Ein Nadelöhr war am Nachmittag das Hasetor stadtauswärts. Eine Fahrspur Richtung Norden ist unterhalb der Eisenbahnbrücke (Ecke Bramscher Straße) wegen Bauarbeiten gesperrt. Der Verkehr staute sich zurück bis zum Berliner Platz. Die Netz-Tochter der Stadtwerke erneuert an der Stelle die Versorgungsleitungen. Sie werden fit gemacht für die Elektrifizierung und Beschleunigung der Buslinie 41 ab Ende 2018/ Anfang 2019, wie die Stadtwerke mitteilten. Die Bauarbeiten werden den Angaben zufolge bis Anfang November andauern.

Die Grünen, die zusammen mit SPD, FDP, Linken und UWG/ Piraten am 30. Mai gegen die Stimmen von CDU/ BOB im Rat die Neumarktsperrung beschlossen hatten, bauten am Freitagnachmittag am Neumarkt eine Kaffeetafel auf. So richtig gemütlich war das nicht: Hinter ihnen bretterten weiter Autos und auch Lkw über den Neumarkt verbotenerweise. Der Osnabrücker Bürgerbund (BOB) rief derweil per Pressemitteilung dazu auf, seine Klage gegen die Neumarktsperrung mit Spenden zu unterstützen.

Die Neumarkt-Story sowie ein Video vom ersten Tag der Sperrung finden Sie im Internet auf unserer Themenseite noz.de/ neumarkt

Bildtext:
Kaum eine Veränderung noch. Laut Experten kann es Wochen bis Monate dauern, bis sich Autofahrer an die Neumarktsperrung gewöhnen.

Fotos:
Ebener

Kommentar:

Nicht zu sicher fühlen
Der Neumarkt ist gesperrt, und viele Autofahrer scheren sich nicht darum. Am ersten Tag rollt der Autoverkehr über den Platz, als wäre nichts gewesen. Was treibt die Autofahrer an: Ignoranz und Bequemlichkeit? Naivität und Navi-Gläubigkeit? Oder Renitenz und Protestverhalten? Wahrscheinlich ist von allem ein bisschen dabei.
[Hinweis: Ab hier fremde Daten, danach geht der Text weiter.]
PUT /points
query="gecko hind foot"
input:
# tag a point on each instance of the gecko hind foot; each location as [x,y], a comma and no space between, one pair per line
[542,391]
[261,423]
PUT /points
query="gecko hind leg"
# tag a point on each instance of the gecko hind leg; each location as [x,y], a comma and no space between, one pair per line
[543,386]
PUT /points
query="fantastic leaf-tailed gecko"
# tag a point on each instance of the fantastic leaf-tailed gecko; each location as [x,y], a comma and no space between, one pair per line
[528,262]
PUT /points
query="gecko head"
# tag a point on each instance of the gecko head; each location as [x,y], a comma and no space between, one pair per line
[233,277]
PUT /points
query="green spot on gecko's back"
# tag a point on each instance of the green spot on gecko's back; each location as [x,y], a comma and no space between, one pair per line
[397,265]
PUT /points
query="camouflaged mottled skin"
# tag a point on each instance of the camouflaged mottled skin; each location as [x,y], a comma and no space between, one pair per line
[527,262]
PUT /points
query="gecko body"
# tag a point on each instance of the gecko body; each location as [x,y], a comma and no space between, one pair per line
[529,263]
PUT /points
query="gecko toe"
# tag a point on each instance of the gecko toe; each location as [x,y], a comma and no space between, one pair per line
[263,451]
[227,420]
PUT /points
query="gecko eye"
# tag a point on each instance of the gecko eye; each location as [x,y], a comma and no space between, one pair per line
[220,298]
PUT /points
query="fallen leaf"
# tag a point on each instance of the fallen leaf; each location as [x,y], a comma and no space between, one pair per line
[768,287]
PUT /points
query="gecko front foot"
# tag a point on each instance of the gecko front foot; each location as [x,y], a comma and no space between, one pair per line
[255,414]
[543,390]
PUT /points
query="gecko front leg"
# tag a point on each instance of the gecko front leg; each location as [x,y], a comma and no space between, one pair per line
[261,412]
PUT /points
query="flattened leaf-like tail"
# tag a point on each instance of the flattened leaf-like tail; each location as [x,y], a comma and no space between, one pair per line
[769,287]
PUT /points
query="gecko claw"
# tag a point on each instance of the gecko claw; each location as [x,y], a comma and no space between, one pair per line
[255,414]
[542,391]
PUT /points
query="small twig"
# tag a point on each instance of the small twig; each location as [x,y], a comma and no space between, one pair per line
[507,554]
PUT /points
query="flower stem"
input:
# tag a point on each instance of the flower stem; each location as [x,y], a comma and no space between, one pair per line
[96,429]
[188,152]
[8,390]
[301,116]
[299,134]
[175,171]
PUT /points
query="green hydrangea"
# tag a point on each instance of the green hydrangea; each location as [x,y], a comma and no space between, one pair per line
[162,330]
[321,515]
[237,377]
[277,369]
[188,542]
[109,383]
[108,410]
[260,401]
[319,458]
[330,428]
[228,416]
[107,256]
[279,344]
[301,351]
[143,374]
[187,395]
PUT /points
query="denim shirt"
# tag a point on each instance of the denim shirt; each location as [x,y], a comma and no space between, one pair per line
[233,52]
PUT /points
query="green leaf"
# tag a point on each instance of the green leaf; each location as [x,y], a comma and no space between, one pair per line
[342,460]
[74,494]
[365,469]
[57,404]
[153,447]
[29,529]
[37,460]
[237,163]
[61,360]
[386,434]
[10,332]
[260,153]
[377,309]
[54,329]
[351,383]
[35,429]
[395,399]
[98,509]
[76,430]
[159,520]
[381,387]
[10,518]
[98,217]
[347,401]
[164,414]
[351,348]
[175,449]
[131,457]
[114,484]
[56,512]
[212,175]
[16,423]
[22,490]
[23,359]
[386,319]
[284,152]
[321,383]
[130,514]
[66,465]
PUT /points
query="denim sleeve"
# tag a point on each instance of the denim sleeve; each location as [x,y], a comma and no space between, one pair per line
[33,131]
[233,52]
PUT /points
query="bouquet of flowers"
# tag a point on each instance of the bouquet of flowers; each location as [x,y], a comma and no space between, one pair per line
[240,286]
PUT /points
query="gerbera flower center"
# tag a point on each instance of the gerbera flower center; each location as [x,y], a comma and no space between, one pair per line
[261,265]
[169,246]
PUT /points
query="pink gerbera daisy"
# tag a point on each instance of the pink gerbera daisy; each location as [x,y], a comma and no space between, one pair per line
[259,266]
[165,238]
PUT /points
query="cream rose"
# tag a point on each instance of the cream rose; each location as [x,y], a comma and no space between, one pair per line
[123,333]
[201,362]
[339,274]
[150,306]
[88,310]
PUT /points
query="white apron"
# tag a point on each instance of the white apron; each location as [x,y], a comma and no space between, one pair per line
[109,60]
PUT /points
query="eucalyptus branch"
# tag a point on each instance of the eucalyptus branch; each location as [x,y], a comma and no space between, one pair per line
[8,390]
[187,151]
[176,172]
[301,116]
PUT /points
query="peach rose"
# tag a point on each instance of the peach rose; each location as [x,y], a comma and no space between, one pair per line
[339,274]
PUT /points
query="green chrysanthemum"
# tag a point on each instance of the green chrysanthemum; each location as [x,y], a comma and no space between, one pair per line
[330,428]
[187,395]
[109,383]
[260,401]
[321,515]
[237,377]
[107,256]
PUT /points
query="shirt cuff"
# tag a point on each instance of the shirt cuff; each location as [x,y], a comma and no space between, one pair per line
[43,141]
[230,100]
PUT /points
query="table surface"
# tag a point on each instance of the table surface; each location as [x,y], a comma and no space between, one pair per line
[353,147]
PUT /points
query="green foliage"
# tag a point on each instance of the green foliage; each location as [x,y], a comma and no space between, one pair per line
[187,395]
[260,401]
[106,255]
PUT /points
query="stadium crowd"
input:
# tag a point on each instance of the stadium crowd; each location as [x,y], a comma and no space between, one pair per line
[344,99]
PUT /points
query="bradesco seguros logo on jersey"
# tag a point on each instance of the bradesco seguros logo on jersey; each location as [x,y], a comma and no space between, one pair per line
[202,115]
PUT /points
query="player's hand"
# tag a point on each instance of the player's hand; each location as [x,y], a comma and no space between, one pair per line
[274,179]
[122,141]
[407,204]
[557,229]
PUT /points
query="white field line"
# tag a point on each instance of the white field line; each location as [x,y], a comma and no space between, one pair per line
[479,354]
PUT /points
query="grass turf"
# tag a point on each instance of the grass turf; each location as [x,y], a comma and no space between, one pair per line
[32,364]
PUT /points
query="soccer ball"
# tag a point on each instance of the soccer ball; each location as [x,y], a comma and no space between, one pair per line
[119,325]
Schon bei der ersten Sperrung im Juni 2014 während des Rückbaus des Neumarkttunnels bedurfte es Wochen der Eingewöhnung und Hunderter Bußgeldbescheide der Polizei, bis die Autofahrer das Verbotsschild wirklich ernst nahmen. Und auch danach zwängten sich täglich ignorante Fahrzeuglenker an Baggern und Bussen vorbei, was immer wieder Gefahren vor allem am Fußgängerüberweg heraufbeschwor. Das wird vermutlich auch jetzt so bleiben, solange der Neumarkt den Eindruck vermittelt, eine gut befahrbare Straße zu sein. Sobald sich der Platz aber optisch abgesetzt hat und auch von Ortsunkundigen als verkehrsberuhigter Ort wahrgenommen wird, dürfte sich das Problem auflösen.

2018 will die Stadt mit der Umgestaltung beginnen. Bis dahin heißt es für Fußgänger und Radfahrer: Vorsicht, nicht zu sicher fühlen auf dem Neumarkt!